Johnson, 33, will be part of the employees of recent Eagles coach Nick Sirianni and offensive coordinator Shane Steichen. He spent the previous three seasons beneath Dan Mullen at Florida, and was promoted from quarterbacks coach to offensive coordinator for the 2020 season. In doing so, he turned the primary Black offensive coordinator within the College of Florida’s historical past.
Johnson additionally has served as offensive coordinator at each Houston and Utah, his alma mater. He went 26-7 because the Utes’ beginning quarterback and led the crew to an undefeated season and a Sugar Bowl championship in 2008.
The NFL Community first reported the Eagles’ hiring of Johnson.
Johnson labored with standout quarterbacks like Dak Prescott at Mississippi State, D’Eriq King at Houston and Kyle Trask at Florida, who turned a Heisman Trophy finalist in 2020. This might be his first cease within the NFL.
Johnson interviewed for faculty head-coaching vacancies at each South Carolina and Boise State in current weeks, sources informed ESPN.

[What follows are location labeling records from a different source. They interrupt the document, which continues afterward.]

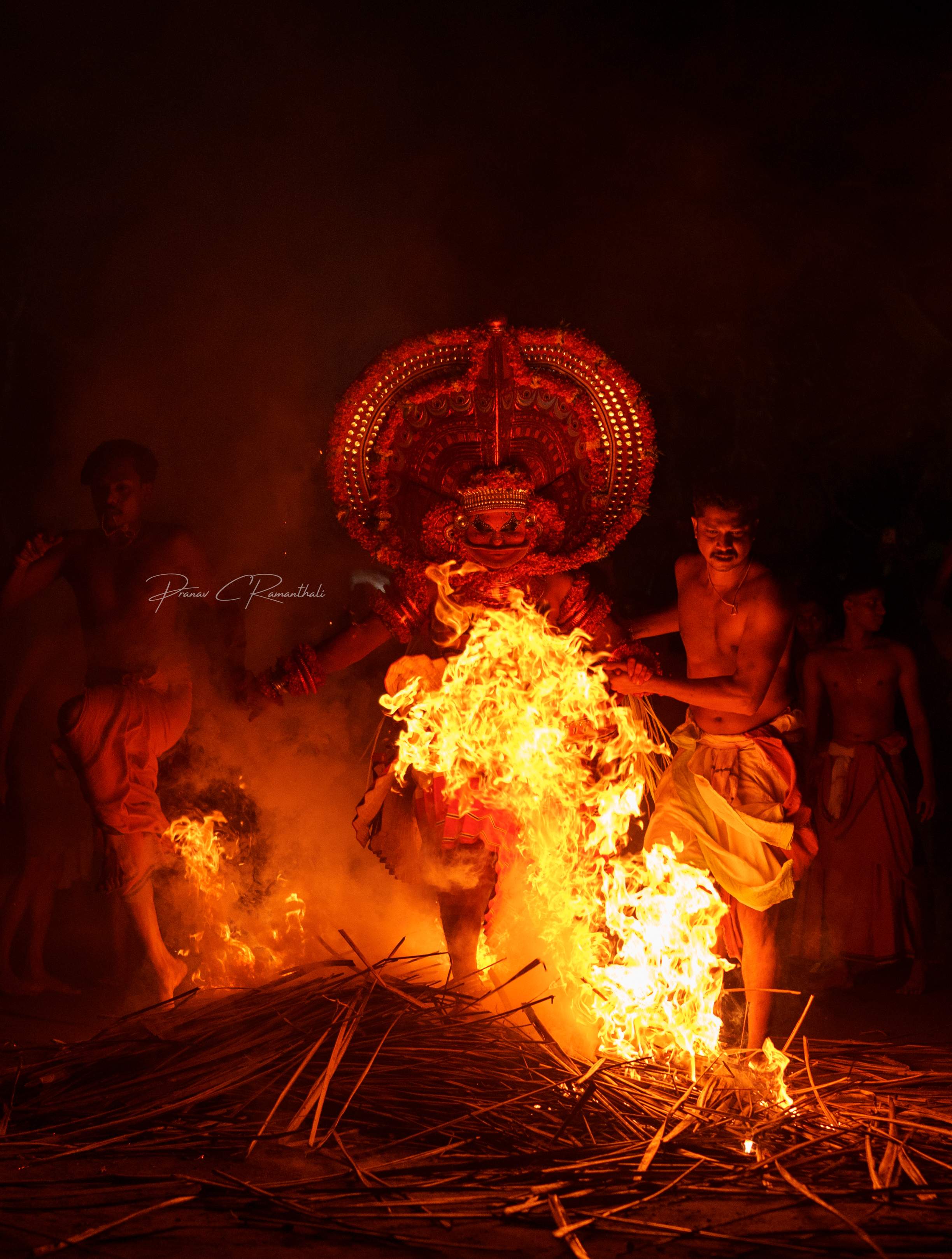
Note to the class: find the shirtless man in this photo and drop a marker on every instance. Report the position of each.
(138, 697)
(729, 796)
(859, 896)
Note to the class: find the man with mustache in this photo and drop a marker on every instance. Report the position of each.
(138, 695)
(731, 795)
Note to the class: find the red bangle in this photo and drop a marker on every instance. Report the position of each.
(296, 674)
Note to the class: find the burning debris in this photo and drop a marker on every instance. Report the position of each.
(523, 721)
(424, 1111)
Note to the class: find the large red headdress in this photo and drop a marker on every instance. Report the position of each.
(432, 414)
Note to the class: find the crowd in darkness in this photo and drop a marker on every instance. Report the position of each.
(749, 212)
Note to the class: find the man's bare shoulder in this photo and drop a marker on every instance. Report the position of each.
(902, 655)
(172, 539)
(766, 590)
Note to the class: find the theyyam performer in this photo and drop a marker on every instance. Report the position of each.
(731, 795)
(518, 455)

Johnson has an fascinating hyperlink to Eagles quarterback Jalen Hurts. He performed beneath Hurts’ father, Averion, at Baytown Lee Excessive College in Texas and has recognized Jalen since he was Four years outdated, in accordance with the Philadelphia Inquirer. Johnson later recruited Jalen to play at Mississippi State, however Hurts finally selected Alabama.
Florida’s offense scored 39.eight factors per recreation in 2020, which ranked 13th within the nation. Trask, who was a backup on his highschool crew his last three years, had a monster yr, finishing 69 % of his throws for over 4,000 yards with 43 touchdowns to eight interceptions.
The Eagles are assembling a younger employees beneath 39-year-old Sirianni, with defensive coordinator Jonathan Gannon (37), offensive coordinator Shane Steichen (35), go recreation coordinator Kevin Patullo (39) and Johnson (33) all beneath 40.
Data from ESPN’s Tim McManus was used on this report.